Evaluation
1. Validation Phase
result/
├── endo_1-shot_submission.csv
├── endo_5-shot_submission.csv
├── endo_10-shot_submission.csv
├── colon_1-shot_submission.csv
├── colon_5-shot_submission.csv
├── colon_10-shot_submission.csv
├── chest_1-shot_submission.csv
├── chest_5-shot_submission.csv
├── chest_10-shot_submission.csv
For each .csv file, it includes prediction of validation set using models trained by corresponding few-shot learning samples.
Take endo_N-shot_submission.csv for example:
13333_2021.12_0005_56232354.png,0.66523576,0.2536478,0.71171623,0.0001186
13333_2021.12_0005_56232349.png,0.95211565,0.19268665,0.18163556,5.008e-05
13333_2021.12_0005_56231540.png,0.24712594,0.00869319,0.6545939,0.00035897
13333_2021.12_0005_56232343.png,0.11398823,0.08247166,0.25634992,0.00771732
...
Each line has the filename of validation set image "xxx.png" and prediction value of four classification labels: Ulcer, Erosion, Polyp and Tumor.
Take colon_N-shot_submission.csv for example:
2019-08895-1-1-1_2019-05-29 00_16_03-lv1-18024-33741-5509-2953p0013.png,0.9971521,0.00284789
2019-09674-1-1-1_2019-05-28 20_06_49-lv1-53513-29465-4870-3788p0024.png,0.9965821,0.00341796
1903326001_2019-06-11 12_07_06-lv1-18648-16700-3610-3417p0009.png,0.9675946,0.0324054
2019-11827-1-1-1_2019-05-28 14_14_04-lv1-38890-14353-5119-7083p0018.png,0.5542637,0.4457363
...
Each
line has the filename of validation set image "xxx.png" and prediction
value of two classification labels: non-lesion and lesion classes. Take chest_N-shot_submission.csv for example:
...
Each
line has the filename of validation set image "xxx.png" and prediction
value of 19 classification labels.2. Testing Phase
Evaluation metric
To
evaluate the performance of experimental results, we compute the
overall accuracy (Acc) and area under the receiver operating
characteristic curve (AUC) for the multi-class classification tasks in
the datasets of ColonPath, and the mean average precision (mAP) and AUC
for the multi-label classification tasks in the datasets of ChestDR and
Endo. The averaged result of all Acc, mAP and AUC would be final evaluation metric in ranking (see below).
Accuracy reflects the overall correct predictions among all the test images. The predicted label is determined with the maximum softmax outputs in the multi-class classification task. AUC is computed for each class to measure the capability of distinguishing between positive and negative classes at various threshold settings. The AP is the weighted average of precisions, while the mAP for all samples is the mean value of the AP scores for each class.
In validation phase, the results of mAP/Acc and AUC of each 1/5/10-Shot Endo/Colon/Chest would be summed and averaged.

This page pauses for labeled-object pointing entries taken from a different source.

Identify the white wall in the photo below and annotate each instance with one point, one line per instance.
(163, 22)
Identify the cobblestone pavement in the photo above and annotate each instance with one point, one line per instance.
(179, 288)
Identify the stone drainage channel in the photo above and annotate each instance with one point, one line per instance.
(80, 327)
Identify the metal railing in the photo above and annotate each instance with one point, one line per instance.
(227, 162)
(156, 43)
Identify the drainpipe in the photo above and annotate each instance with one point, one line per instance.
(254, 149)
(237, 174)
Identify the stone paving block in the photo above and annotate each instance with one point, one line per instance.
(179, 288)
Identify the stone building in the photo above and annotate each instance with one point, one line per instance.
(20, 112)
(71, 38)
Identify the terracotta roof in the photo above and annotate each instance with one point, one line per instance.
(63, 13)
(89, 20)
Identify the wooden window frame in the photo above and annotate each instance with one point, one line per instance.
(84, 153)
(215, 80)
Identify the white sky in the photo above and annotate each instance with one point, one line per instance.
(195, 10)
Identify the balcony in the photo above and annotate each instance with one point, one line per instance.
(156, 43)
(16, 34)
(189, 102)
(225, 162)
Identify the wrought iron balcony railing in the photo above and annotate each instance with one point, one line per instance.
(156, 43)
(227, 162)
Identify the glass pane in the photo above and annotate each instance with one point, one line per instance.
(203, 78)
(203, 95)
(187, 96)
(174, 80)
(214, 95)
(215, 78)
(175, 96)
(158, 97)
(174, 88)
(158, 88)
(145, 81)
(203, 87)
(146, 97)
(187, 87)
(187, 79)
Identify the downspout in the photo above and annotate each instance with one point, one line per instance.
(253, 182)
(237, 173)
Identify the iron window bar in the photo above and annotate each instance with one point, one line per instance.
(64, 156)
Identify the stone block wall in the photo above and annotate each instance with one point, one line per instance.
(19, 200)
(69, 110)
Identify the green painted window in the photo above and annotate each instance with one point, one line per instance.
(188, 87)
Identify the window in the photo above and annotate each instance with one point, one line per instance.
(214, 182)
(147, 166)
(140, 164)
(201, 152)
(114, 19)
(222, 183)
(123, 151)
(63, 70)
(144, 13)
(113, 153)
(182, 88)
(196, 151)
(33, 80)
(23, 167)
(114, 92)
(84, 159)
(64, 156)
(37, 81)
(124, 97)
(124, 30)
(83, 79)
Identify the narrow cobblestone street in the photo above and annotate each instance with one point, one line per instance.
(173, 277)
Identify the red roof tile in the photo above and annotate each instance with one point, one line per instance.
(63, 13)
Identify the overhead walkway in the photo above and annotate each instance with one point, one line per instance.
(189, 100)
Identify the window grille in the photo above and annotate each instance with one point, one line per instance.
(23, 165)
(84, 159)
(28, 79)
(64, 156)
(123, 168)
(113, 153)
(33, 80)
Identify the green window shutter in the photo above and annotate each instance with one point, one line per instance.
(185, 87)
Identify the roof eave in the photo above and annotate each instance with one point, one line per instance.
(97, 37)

For example, in certain submission, the total results are:
{ "task": { "endo_1-shot": { "AUC_metric": "71.38597732085242", "mAP_metric": "24.799103463247953" }, "endo_5-shot": { "AUC_metric": "65.99679511172724", "mAP_metric": "20.54613367576475" }, "chest_1-shot": { "AUC_metric": "58.20866053495631", "mAP_metric": "13.45018286252051" }, "chest_5-shot": { "AUC_metric": "63.89120494491268", "mAP_metric": "15.194459029060967" }, "colon_1-shot": { "AUC_metric": "82.91080234149541", "Acc_metric": "74.28243398392652" }, "colon_5-shot": { "AUC_metric": "97.61714910229762", "Acc_metric": "92.05510907003445" }, "endo_10-shot": { "AUC_metric": "73.84727863236574", "mAP_metric": "25.70903935120376" }, "chest_10-shot": { "AUC_metric": "67.89146588105439", "mAP_metric": "17.599631470006315" }, "colon_10-shot": { "AUC_metric": "97.05886129153455", "Acc_metric": "91.61882893226176" } }, "aggregates": "58.55906205551241" }
Thus, the result in leaderboards is
(71.38597732085242 + 24.799103463247953 + 65.99679511172724 + 20.54613367576475 + 58.20866053495631 + 13.45018286252051 + 63.89120494491268 + 15.194459029060967 + 82.91080234149541 + 74.28243398392652 + 97.61714910229762 + 92.05510907003445 + 73.84727863236574 + 25.70903935120376 + 67.89146588105439 + 17.599631470006315 + 97.05886129153455 + 91.61882893226176)/18= 58.55906205551241
In testing phase, 1-Shot, 5-Shot and 10-Shot experiments of each dataset (ColonPath, ChestDR and Endo) would be executed 5 separate times.